Capitulo VII
Al quinto día y también en relación con el cordero, me fue revelado este
otro secreto de la vida del principito. Me preguntó bruscamente y sin preámbulo,
como resultado de un problema largamente meditado en silencio:
-Si un
cordero se come los arbustos, se comerá también las flores ¿no?
-Un cordero
se come todo lo que encuentra.
-¿Y también las flores que tienen
espinas?
-Sí; también las flores que tienen espinas.
-Entonces, ¿para qué
le sirven las espinas?
Confieso que no lo sabía. Estaba yo muy ocupado
tratando de destornillar un perno demasiado apretado del motor; la avería
comenzaba a parecerme cosa grave y la circunstancia de que se estuviera agotando
mi provisión de agua, me hacía temer lo peor.
-¿Para qué sirven las
espinas?
El principito no permitía nunca que se dejara sin respuesta una
pregunta formulada por él. Irritado por la resistencia que me oponía el perno,
le respondí lo primero que se me ocurrió:
-Las espinas no sirven para
nada; son pura maldad de las flores.
-¡Oh!
Y después de un silencio,
me dijo con una especie de rencor:
-¡No te creo! Las flores son débiles.
Son ingenuas. Se defienden como pueden. Se creen terribles con sus espinas…

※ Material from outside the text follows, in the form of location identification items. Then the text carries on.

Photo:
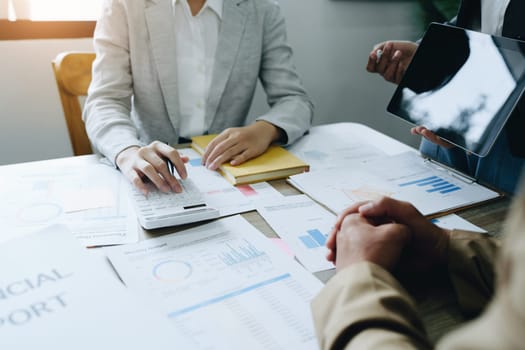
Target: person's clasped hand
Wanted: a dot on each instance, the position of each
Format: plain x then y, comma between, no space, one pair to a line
148,163
237,145
389,233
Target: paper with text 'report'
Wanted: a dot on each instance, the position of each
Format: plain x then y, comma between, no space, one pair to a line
54,295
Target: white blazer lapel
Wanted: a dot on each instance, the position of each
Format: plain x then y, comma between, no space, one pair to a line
161,28
232,28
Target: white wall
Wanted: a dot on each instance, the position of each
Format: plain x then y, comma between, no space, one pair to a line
32,125
331,40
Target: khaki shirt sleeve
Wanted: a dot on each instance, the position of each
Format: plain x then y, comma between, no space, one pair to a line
502,325
364,307
471,260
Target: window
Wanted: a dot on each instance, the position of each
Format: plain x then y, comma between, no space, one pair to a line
47,19
52,10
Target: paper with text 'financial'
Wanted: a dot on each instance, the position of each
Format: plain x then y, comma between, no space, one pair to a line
224,285
53,295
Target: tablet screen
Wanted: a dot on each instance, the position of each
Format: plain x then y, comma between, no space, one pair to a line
462,85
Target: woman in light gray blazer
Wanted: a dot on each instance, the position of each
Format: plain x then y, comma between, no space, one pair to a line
167,69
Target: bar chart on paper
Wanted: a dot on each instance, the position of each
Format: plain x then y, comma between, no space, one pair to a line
314,239
304,226
433,184
224,286
429,187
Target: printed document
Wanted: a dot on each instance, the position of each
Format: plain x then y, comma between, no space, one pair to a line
53,295
224,285
343,144
304,226
407,176
81,193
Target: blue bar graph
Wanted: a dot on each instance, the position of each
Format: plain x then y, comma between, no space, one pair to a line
433,184
195,162
313,239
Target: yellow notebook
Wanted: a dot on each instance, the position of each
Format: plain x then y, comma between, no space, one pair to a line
275,163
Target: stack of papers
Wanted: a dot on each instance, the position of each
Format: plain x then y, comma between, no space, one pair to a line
407,176
87,197
225,285
53,295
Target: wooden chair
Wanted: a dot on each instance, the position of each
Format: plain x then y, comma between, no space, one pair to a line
73,76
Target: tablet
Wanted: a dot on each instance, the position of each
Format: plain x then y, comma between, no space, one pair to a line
462,85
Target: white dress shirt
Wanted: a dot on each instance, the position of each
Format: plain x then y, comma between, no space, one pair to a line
492,15
196,43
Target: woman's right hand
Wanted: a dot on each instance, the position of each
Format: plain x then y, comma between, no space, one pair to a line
149,163
429,135
394,58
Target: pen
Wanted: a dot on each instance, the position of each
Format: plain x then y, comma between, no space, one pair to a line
170,164
379,53
170,167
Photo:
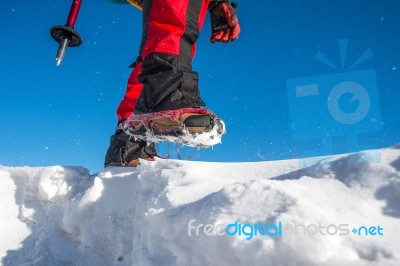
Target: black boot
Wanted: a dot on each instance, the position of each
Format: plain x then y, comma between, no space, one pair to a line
125,151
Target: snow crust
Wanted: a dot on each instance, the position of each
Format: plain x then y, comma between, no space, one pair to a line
167,212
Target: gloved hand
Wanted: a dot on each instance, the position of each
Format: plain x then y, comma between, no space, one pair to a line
224,23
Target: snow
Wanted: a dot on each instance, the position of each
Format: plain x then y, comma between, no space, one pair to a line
172,212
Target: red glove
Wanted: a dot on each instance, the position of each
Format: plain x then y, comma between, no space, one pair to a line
224,23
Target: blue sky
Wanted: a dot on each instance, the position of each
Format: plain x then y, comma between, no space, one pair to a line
65,115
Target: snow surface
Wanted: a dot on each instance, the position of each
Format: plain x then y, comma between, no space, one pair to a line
141,216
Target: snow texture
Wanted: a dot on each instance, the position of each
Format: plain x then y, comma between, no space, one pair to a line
143,216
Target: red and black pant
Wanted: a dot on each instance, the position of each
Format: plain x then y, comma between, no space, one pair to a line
163,78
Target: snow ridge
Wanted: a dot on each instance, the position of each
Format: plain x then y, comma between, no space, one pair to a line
167,213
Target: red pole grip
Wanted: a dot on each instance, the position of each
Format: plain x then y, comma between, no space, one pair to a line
73,13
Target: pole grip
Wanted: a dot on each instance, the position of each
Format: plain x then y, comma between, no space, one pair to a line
73,13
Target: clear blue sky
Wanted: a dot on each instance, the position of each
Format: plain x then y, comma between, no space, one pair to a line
65,115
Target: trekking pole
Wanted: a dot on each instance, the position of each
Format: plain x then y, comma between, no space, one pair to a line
66,35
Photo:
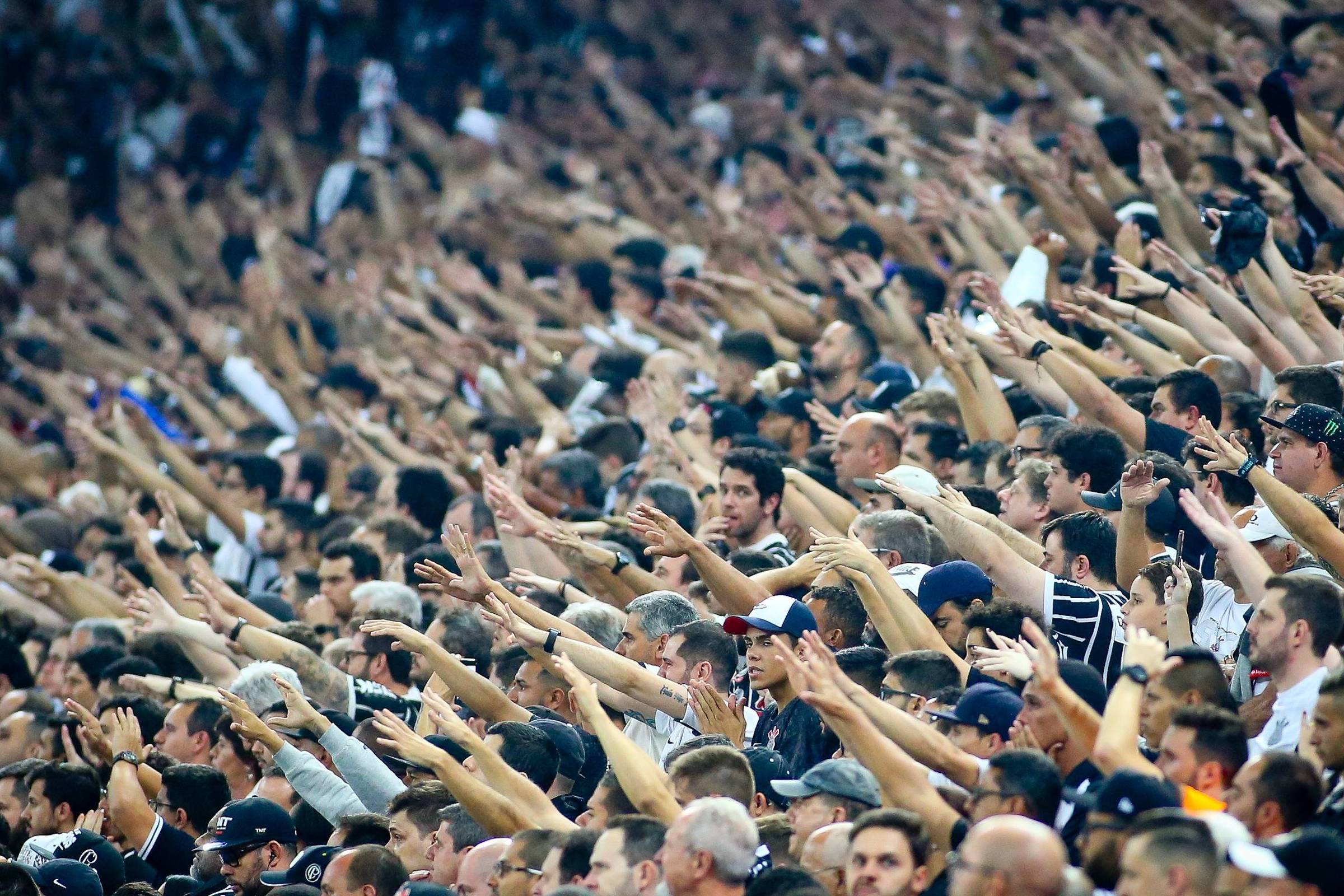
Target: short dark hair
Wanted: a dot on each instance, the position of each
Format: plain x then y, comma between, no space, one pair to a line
1093,450
363,828
714,772
706,641
1315,600
528,752
1032,776
1220,735
844,610
198,790
427,494
749,346
576,852
378,867
421,804
1312,385
77,786
925,672
763,466
1292,782
1003,617
464,829
643,837
1086,534
864,665
365,562
1191,388
1201,672
578,469
902,821
944,438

No le respondí nada; en aquel momento me estaba diciendo a mí mismo: "Si
este perno me resiste un poco más, lo haré saltar de un martillazo". El
principito me interrumpió de nuevo mis pensamientos:
-¿Tú crees que las
flores…?
-¡No, no creo nada! Te he respondido cualquier cosa para que te
calles. Tengo que ocuparme de cosas serias.
Me miró
estupefacto.
-¡De cosas serias!
Me miraba con mi martillo en la
mano, los dedos llenos de grasa e inclinado sobre algo que le parecía muy
feo.
-¡Hablas como las personas mayores!
Me avergonzó un poco.
Pero él, implacable, añadió:
-¡Lo confundes todo…todo lo
mezclas…!
Estaba verdaderamente irritado; sacudía la cabeza, agitando al
viento sus cabellos dorados.
-Conozco un planeta donde vive un señor muy
colorado, que nunca ha olido una flor, ni ha mirado una estrella y que jamás ha
querido a nadie. En toda su vida no ha hecho más que sumas. Y todo el día se lo
pasa repitiendo como tú: "¡Yo soy un hombre serio, yo soy un hombre serio!"… Al
parecer esto le llema de orgullo. Pero eso no es un hombre, ¡es un
hongo!
-¿Un qué?
-Un hongo.
El principito estaba pálido de
cólera.
-Hace millones de años que las flores tiene espinas y hace también
millones de años que los corderos, a pesar de las espinas, se comen las flores.
¿Es que no es cosa seria averiguar por qué las flores pierden el tiempo
fabricando unas espinas que no les sirven para nada? ¿Es que no es importante la
guerra de los corderos y las flores? ¿No es esto más serio e importante que las
sumas de un señor gordo y colorado? Y si yo sé de una flor única en el mundo y
que no existe en ninguna parte más que en mi planeta; si yo sé que un buen día
un corderillo puede aniquilarla sin darse cuenta de ello, ¿es que esto no es
importante?
El principito enrojeció y después continuó:
-Si
alguien ama a una flor de la que sólo existe un ejemplar en millones y millones
de estrellas, basta que las mire para ser dichoso. Puede decir satisfecho: "Mi
flor está allí, en alguna parte…" ¡Pero si el cordero se la come, para él es
como si de pronto todas las estrellas se apagaran! ¡Y esto no es importante!
No pudo decir más y estalló bruscamente en sollozos.
La noche había
caído. Yo había soltado las herramientas y ya no importaban nada el martillo, el
perno, la sed y la muerte. ¡Había en una estrella, en un planeta, el mío, la
Tierra, un principito a quien consolar! Lo tomé en mis brazos y lo mecí
diciéndole: "la flor que tú quieres no corre peligro… te dibujaré un bozal para
tu cordero y una armadura para la flor…te…". No sabía qué decirle, cómo
consolarle y hacer que tuviera nuevamente confianza en mí; me sentía torpe. ¡Es
tan misterioso el país de las lágrimas!